Find a non injective function between a set of integers and itself Say we have a set of integers:
$ A = \left\{1,2,6,8\right\}$ is there any way to find a non-injective function that when fed any of the numbers in $A$ gives another number in $A$ (Basically a non-injective surjection between $A$ and itself)
EDIT: To clarify, set $A$ is an example. I want to know a general algorithm for determining a function to do this with any set.
 A: If $A$ is finite, you cannot do this. The reason is that if $A$ is a finite set, then $f\colon A\to A$ is injective if and only if it is surjective if and only if it is bijective.
If you just look for a non-injective function without fixed points (namely, it never satisfies $f(x)=x$), you can do it granted $A$ has at least two elements.
Pick $a,b\in A$ and define $f(x)=\begin{cases} a & x\neq a\\ b & x=a\end{cases}$.
A: Let's forget "injective" and "surjective" for a moment. It sounds as if the thing you want might be this:
(a) for every $a \in A$, we have $f(a) \ne a$, and 
(b) for every $a \in A$, there's some element $p$ with $f(p) = a$.
The second of these is called "surjectivity," but the first is not called "non injectivity" --- I'm not sure that it has a name. 
In general, the answer is "yes" (except in one special case). One solution breaks into five cases:


*

*$A$ is empty. The vacuous function satisfies both conditions. 

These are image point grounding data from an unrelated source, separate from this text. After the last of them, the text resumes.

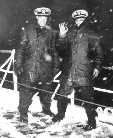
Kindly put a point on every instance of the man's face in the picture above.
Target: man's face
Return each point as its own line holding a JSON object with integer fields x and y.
{"x": 41, "y": 20}
{"x": 79, "y": 21}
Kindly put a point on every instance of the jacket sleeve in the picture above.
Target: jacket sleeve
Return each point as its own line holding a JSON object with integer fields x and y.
{"x": 19, "y": 56}
{"x": 95, "y": 42}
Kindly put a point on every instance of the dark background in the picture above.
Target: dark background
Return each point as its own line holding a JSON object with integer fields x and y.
{"x": 14, "y": 13}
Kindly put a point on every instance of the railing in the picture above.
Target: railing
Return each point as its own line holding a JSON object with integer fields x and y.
{"x": 10, "y": 61}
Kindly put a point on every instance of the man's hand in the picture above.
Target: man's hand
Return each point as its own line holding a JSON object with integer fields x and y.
{"x": 63, "y": 29}
{"x": 95, "y": 73}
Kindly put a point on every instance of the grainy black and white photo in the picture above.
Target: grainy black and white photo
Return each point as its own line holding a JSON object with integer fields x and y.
{"x": 56, "y": 68}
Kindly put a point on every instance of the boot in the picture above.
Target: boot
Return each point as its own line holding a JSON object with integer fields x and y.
{"x": 24, "y": 119}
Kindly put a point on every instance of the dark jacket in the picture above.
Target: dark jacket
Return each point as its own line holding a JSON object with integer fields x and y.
{"x": 86, "y": 54}
{"x": 37, "y": 57}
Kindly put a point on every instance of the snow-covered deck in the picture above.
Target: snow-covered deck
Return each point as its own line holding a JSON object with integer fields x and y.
{"x": 10, "y": 126}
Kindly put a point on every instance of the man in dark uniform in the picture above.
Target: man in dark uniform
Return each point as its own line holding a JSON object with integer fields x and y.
{"x": 36, "y": 63}
{"x": 86, "y": 58}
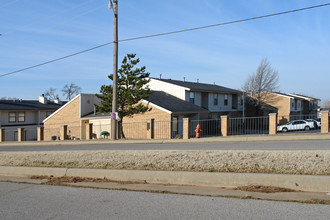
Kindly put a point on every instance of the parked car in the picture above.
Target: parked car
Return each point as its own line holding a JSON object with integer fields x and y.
{"x": 317, "y": 122}
{"x": 296, "y": 125}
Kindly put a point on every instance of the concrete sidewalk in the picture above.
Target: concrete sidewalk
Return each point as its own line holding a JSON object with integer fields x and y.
{"x": 240, "y": 138}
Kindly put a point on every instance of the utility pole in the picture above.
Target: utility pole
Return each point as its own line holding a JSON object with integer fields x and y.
{"x": 114, "y": 7}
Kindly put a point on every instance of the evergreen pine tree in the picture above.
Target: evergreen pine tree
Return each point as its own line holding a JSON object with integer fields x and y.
{"x": 132, "y": 87}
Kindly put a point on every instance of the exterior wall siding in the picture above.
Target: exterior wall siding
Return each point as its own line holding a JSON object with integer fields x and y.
{"x": 171, "y": 89}
{"x": 70, "y": 116}
{"x": 136, "y": 127}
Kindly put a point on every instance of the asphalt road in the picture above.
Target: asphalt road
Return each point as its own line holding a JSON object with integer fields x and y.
{"x": 25, "y": 201}
{"x": 269, "y": 145}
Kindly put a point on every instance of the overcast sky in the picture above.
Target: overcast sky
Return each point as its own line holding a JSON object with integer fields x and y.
{"x": 35, "y": 31}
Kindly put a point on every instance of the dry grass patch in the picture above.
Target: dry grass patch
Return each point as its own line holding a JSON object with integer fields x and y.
{"x": 282, "y": 162}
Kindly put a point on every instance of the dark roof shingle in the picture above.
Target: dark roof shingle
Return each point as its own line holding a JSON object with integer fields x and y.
{"x": 173, "y": 103}
{"x": 25, "y": 105}
{"x": 200, "y": 87}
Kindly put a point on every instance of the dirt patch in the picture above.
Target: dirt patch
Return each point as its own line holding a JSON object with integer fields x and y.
{"x": 280, "y": 162}
{"x": 51, "y": 180}
{"x": 264, "y": 189}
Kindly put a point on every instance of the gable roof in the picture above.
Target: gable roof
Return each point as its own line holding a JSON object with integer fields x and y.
{"x": 26, "y": 105}
{"x": 304, "y": 97}
{"x": 287, "y": 95}
{"x": 173, "y": 104}
{"x": 199, "y": 87}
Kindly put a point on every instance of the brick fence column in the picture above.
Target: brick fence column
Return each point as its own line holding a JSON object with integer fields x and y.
{"x": 40, "y": 133}
{"x": 186, "y": 128}
{"x": 89, "y": 131}
{"x": 64, "y": 132}
{"x": 150, "y": 128}
{"x": 224, "y": 125}
{"x": 20, "y": 134}
{"x": 2, "y": 135}
{"x": 324, "y": 121}
{"x": 272, "y": 124}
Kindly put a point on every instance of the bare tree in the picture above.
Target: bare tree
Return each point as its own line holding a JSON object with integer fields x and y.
{"x": 70, "y": 90}
{"x": 261, "y": 83}
{"x": 50, "y": 94}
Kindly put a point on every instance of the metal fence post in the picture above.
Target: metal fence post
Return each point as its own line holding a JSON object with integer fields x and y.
{"x": 2, "y": 135}
{"x": 186, "y": 128}
{"x": 272, "y": 123}
{"x": 224, "y": 125}
{"x": 89, "y": 131}
{"x": 40, "y": 133}
{"x": 150, "y": 128}
{"x": 64, "y": 132}
{"x": 324, "y": 121}
{"x": 20, "y": 134}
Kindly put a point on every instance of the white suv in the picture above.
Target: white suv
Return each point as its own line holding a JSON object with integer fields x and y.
{"x": 296, "y": 125}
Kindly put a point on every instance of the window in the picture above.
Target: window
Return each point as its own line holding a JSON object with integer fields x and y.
{"x": 12, "y": 117}
{"x": 225, "y": 101}
{"x": 215, "y": 99}
{"x": 21, "y": 116}
{"x": 192, "y": 97}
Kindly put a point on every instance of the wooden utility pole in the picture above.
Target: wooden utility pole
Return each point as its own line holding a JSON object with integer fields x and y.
{"x": 115, "y": 68}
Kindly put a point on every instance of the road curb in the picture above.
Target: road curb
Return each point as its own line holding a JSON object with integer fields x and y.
{"x": 310, "y": 183}
{"x": 240, "y": 138}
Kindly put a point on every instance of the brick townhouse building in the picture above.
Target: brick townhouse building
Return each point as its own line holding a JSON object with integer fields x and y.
{"x": 26, "y": 114}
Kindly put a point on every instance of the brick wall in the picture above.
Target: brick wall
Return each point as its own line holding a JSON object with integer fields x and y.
{"x": 70, "y": 116}
{"x": 282, "y": 104}
{"x": 136, "y": 126}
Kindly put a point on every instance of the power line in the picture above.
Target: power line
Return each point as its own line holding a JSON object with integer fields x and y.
{"x": 54, "y": 60}
{"x": 10, "y": 3}
{"x": 49, "y": 17}
{"x": 168, "y": 33}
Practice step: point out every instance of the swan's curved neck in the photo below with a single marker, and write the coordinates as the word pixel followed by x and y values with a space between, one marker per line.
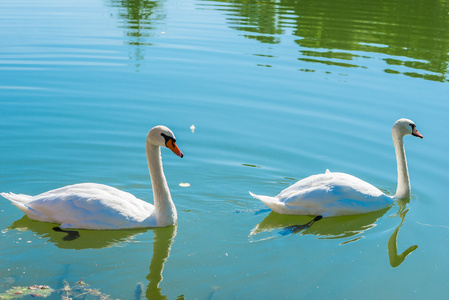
pixel 403 188
pixel 164 207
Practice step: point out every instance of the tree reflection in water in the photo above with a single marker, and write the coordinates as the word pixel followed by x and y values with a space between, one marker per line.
pixel 411 38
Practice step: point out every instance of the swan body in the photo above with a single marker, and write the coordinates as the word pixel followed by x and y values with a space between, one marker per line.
pixel 98 206
pixel 337 194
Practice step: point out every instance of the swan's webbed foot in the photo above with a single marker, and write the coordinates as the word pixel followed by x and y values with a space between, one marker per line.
pixel 71 234
pixel 297 228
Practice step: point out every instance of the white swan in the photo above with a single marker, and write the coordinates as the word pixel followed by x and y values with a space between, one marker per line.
pixel 98 206
pixel 338 194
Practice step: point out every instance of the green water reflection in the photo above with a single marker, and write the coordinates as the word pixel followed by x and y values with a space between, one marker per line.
pixel 94 239
pixel 140 19
pixel 412 38
pixel 395 258
pixel 88 239
pixel 344 227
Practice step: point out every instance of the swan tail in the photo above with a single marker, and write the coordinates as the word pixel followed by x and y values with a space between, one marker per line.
pixel 21 202
pixel 271 202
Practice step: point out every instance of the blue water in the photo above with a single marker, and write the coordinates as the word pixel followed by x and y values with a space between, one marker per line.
pixel 276 92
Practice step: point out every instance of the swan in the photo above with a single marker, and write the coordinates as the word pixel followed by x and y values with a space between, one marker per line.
pixel 336 194
pixel 98 206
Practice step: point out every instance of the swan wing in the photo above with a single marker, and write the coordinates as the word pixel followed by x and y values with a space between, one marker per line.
pixel 333 194
pixel 89 206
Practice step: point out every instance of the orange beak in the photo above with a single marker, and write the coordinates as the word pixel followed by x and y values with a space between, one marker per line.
pixel 416 133
pixel 171 144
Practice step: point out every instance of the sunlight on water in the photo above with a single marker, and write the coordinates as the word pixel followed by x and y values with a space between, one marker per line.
pixel 260 94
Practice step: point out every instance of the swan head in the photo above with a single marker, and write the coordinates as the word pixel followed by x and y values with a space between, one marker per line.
pixel 404 127
pixel 161 136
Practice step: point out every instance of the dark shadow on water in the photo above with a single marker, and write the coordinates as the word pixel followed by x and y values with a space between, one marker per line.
pixel 71 234
pixel 326 228
pixel 343 227
pixel 76 239
pixel 98 239
pixel 297 228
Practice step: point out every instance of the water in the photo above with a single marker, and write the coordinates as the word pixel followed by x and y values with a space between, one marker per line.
pixel 277 91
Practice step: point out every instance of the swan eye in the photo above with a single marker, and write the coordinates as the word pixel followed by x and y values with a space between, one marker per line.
pixel 167 138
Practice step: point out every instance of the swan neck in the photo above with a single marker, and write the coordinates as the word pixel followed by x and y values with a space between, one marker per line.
pixel 403 187
pixel 164 207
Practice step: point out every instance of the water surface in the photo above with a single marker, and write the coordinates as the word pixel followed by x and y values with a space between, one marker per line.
pixel 277 91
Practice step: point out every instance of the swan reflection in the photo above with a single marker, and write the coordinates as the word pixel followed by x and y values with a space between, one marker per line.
pixel 163 239
pixel 335 228
pixel 395 258
pixel 77 239
pixel 326 228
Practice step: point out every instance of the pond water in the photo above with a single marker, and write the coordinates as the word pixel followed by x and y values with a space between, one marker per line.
pixel 277 91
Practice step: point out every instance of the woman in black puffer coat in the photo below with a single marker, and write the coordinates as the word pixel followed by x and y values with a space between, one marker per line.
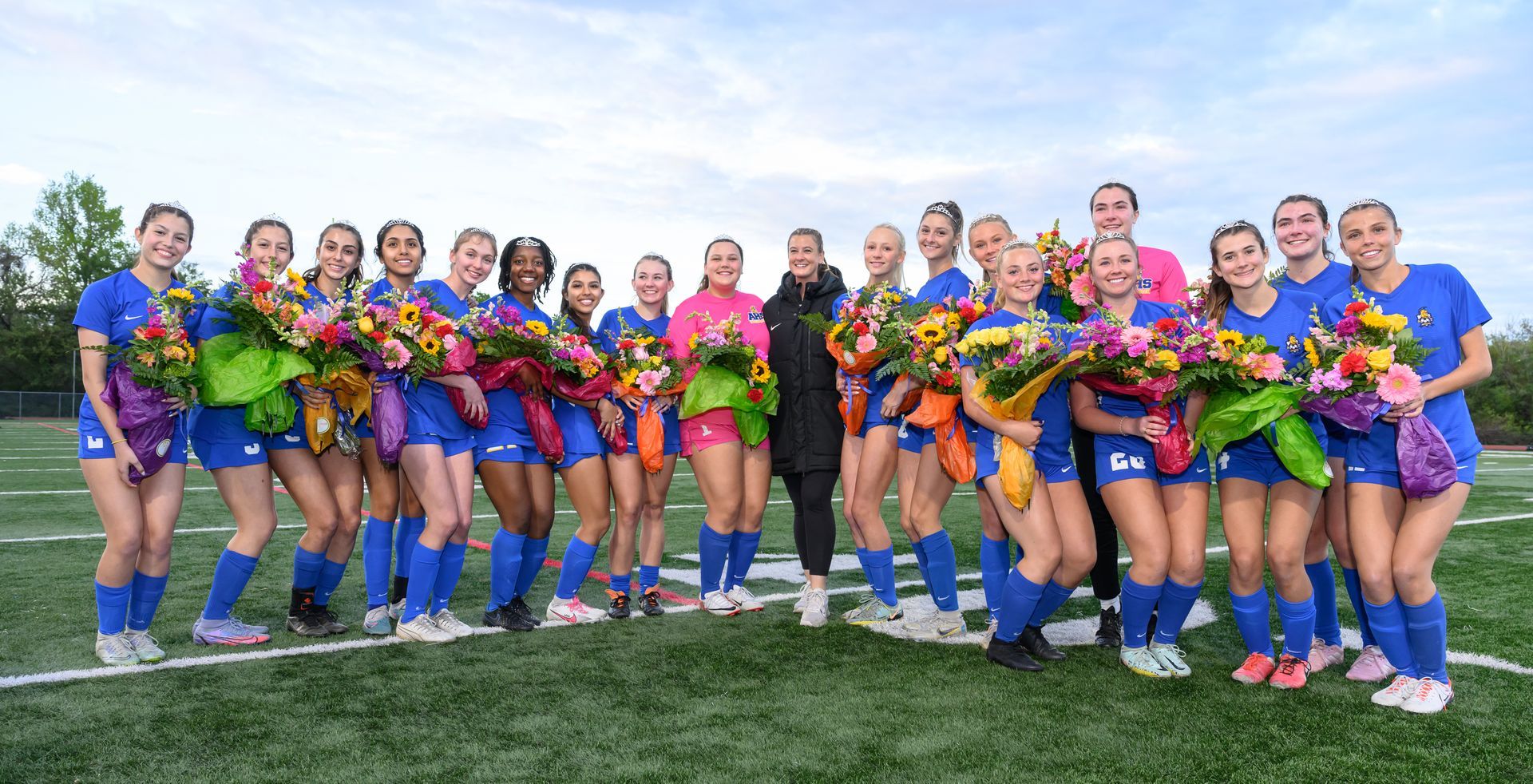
pixel 806 431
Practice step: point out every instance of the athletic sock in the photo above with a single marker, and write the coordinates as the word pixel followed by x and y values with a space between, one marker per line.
pixel 994 564
pixel 1323 582
pixel 941 564
pixel 1426 625
pixel 145 599
pixel 1055 596
pixel 505 567
pixel 1388 622
pixel 378 548
pixel 423 567
pixel 743 551
pixel 578 557
pixel 1138 605
pixel 1299 625
pixel 1176 602
pixel 113 608
pixel 229 580
pixel 1254 620
pixel 713 549
pixel 1354 591
pixel 448 572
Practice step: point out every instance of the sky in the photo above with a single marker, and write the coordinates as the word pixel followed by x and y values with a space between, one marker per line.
pixel 618 129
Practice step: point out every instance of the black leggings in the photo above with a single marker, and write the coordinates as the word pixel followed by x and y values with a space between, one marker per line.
pixel 813 519
pixel 1104 576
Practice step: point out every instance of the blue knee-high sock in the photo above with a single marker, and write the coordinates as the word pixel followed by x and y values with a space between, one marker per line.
pixel 229 580
pixel 1323 580
pixel 1138 604
pixel 1388 622
pixel 423 567
pixel 533 556
pixel 996 557
pixel 713 549
pixel 306 567
pixel 1354 592
pixel 113 608
pixel 378 548
pixel 649 577
pixel 1055 596
pixel 1254 620
pixel 505 565
pixel 881 574
pixel 1426 625
pixel 145 599
pixel 1176 602
pixel 1018 602
pixel 448 572
pixel 743 551
pixel 1299 625
pixel 941 564
pixel 578 557
pixel 330 576
pixel 405 537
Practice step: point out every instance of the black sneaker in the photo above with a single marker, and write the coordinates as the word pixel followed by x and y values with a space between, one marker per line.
pixel 1111 629
pixel 1012 655
pixel 651 604
pixel 1035 643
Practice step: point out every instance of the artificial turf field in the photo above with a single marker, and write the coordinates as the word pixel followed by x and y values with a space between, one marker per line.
pixel 687 695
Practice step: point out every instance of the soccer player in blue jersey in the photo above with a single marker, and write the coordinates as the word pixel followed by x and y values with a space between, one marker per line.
pixel 638 494
pixel 1251 479
pixel 1163 517
pixel 1396 539
pixel 138 521
pixel 441 457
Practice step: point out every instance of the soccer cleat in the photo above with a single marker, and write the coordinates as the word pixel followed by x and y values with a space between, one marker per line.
pixel 1293 672
pixel 618 605
pixel 651 604
pixel 226 632
pixel 574 611
pixel 816 609
pixel 1012 655
pixel 1143 662
pixel 378 620
pixel 1038 647
pixel 1170 657
pixel 1323 655
pixel 1429 697
pixel 421 629
pixel 719 605
pixel 114 649
pixel 146 647
pixel 1371 666
pixel 1397 692
pixel 1256 669
pixel 1111 629
pixel 744 599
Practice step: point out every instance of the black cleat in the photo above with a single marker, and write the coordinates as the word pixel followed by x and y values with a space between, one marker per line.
pixel 1111 629
pixel 1035 643
pixel 1012 655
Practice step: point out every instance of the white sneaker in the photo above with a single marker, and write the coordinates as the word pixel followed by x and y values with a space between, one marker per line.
pixel 744 599
pixel 1396 692
pixel 818 607
pixel 1429 697
pixel 718 604
pixel 421 629
pixel 574 611
pixel 148 647
pixel 450 624
pixel 114 649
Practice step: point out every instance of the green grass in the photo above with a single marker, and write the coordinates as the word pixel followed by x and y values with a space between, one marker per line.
pixel 695 697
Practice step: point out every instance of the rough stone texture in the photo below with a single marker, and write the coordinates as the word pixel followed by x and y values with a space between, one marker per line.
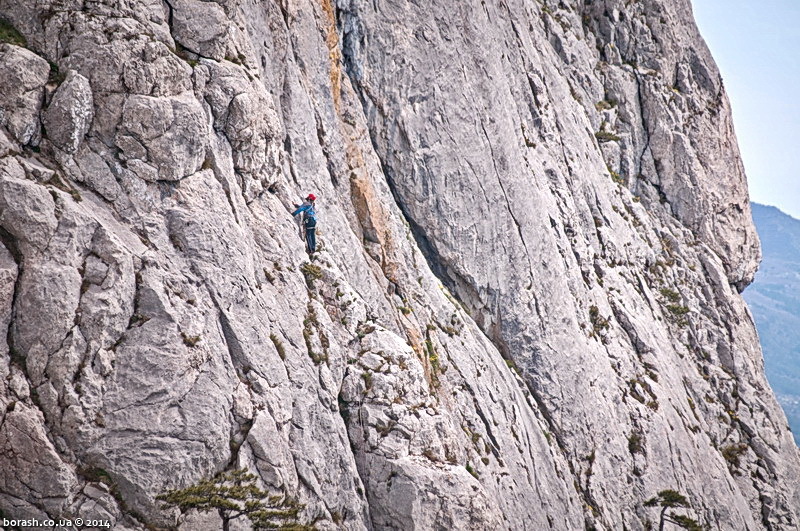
pixel 22 92
pixel 534 227
pixel 70 113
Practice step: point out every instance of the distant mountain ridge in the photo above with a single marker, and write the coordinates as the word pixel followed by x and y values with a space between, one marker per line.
pixel 774 299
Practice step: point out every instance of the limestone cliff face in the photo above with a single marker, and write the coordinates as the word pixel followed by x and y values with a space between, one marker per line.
pixel 524 313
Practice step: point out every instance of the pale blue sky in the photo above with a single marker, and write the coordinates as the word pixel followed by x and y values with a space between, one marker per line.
pixel 757 47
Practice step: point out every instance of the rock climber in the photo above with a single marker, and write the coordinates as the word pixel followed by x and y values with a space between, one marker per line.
pixel 308 222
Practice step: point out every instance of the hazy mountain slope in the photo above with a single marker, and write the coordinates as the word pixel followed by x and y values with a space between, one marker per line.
pixel 524 313
pixel 774 299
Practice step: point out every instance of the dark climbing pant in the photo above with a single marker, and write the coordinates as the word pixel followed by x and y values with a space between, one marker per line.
pixel 311 240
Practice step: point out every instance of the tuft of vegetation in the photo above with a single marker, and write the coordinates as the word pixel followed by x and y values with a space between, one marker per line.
pixel 671 295
pixel 190 341
pixel 677 309
pixel 670 499
pixel 235 494
pixel 10 35
pixel 367 377
pixel 604 105
pixel 605 136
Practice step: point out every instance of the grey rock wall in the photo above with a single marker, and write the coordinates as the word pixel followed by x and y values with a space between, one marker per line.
pixel 524 313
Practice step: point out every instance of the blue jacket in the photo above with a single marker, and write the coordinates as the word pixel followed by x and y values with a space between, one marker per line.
pixel 308 209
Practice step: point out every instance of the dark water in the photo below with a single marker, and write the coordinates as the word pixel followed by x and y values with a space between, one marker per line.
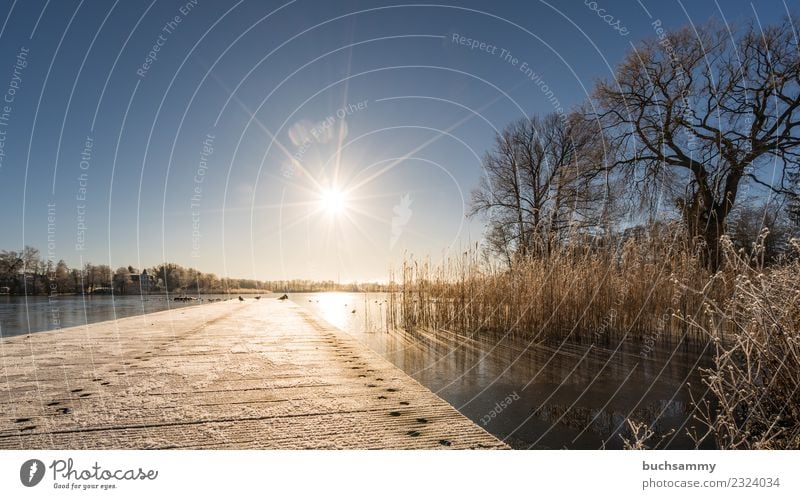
pixel 533 396
pixel 23 315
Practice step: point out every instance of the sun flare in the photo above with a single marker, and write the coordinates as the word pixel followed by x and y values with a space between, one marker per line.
pixel 332 201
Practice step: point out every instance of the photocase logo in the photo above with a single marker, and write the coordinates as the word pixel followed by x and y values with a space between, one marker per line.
pixel 31 472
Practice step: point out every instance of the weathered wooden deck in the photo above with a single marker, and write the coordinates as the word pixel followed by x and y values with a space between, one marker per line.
pixel 254 375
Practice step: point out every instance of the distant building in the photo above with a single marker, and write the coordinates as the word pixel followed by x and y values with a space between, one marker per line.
pixel 142 283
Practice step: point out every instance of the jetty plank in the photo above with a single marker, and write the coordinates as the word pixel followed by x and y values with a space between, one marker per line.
pixel 254 375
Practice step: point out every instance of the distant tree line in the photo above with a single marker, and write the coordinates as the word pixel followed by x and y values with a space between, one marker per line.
pixel 697 126
pixel 26 272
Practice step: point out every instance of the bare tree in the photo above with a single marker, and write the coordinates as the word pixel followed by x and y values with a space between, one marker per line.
pixel 533 185
pixel 702 113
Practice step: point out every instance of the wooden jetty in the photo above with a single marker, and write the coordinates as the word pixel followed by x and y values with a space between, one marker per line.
pixel 232 375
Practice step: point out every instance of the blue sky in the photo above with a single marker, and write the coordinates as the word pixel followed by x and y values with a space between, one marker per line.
pixel 217 154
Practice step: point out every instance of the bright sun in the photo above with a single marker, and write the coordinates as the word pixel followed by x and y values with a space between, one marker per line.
pixel 332 201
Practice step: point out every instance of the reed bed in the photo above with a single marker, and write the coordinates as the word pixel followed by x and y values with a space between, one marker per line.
pixel 649 288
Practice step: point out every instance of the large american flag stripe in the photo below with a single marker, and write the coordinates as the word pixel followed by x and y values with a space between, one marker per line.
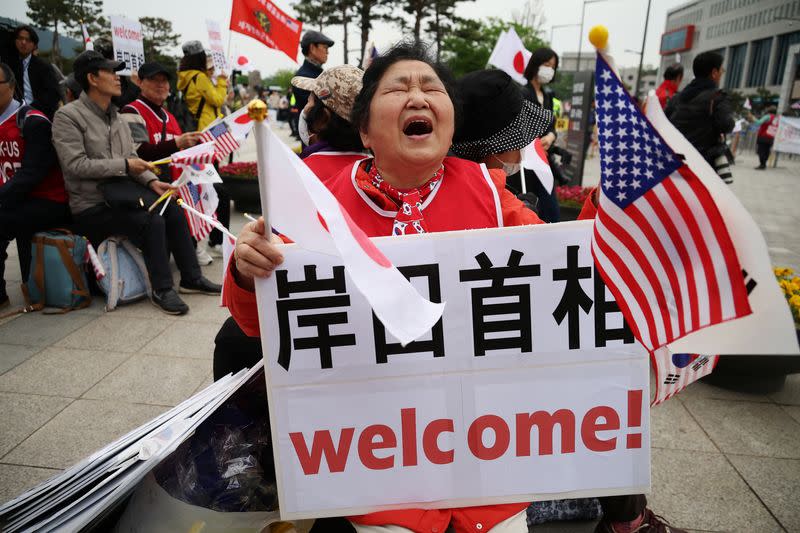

*$A$ has one element: then there's only one function from $A$ to $A$, and it satisfies condition (b), but not condition (a). 

*$A$ is finite, nonempty Then number the elements in increasing order, so that
$$
a_1 < a_2 < a_3 < \ldots < a_k
$$
for some $k \ge 2$. Define $f(a_1) = a_2, f(a_2) = a_3, \ldots, f(a_{k-1}) = a_k$, and $f(a_k) = a_1$. 

*$A$ is infinite, but bounded below (i.e., it has a least element). Again, place the elements in increasing order, and define
$$
f(a_1) = a_2, f(a_2) = a_1 \\
f(a_3) = a_4, f(a_4) = a_3 \\
...
$$
and so on.  The case where $A$ is infinite but  bounded above is similar. 

*$A$ is infinite, but neither bounded below nor above. Again, the elements of $A$ can be ordered by "less than"; define $f$ to send each element $a\in A$ to the next higher element of $A$ (much as in case 3, but without the "wrap around" for the "last" element)).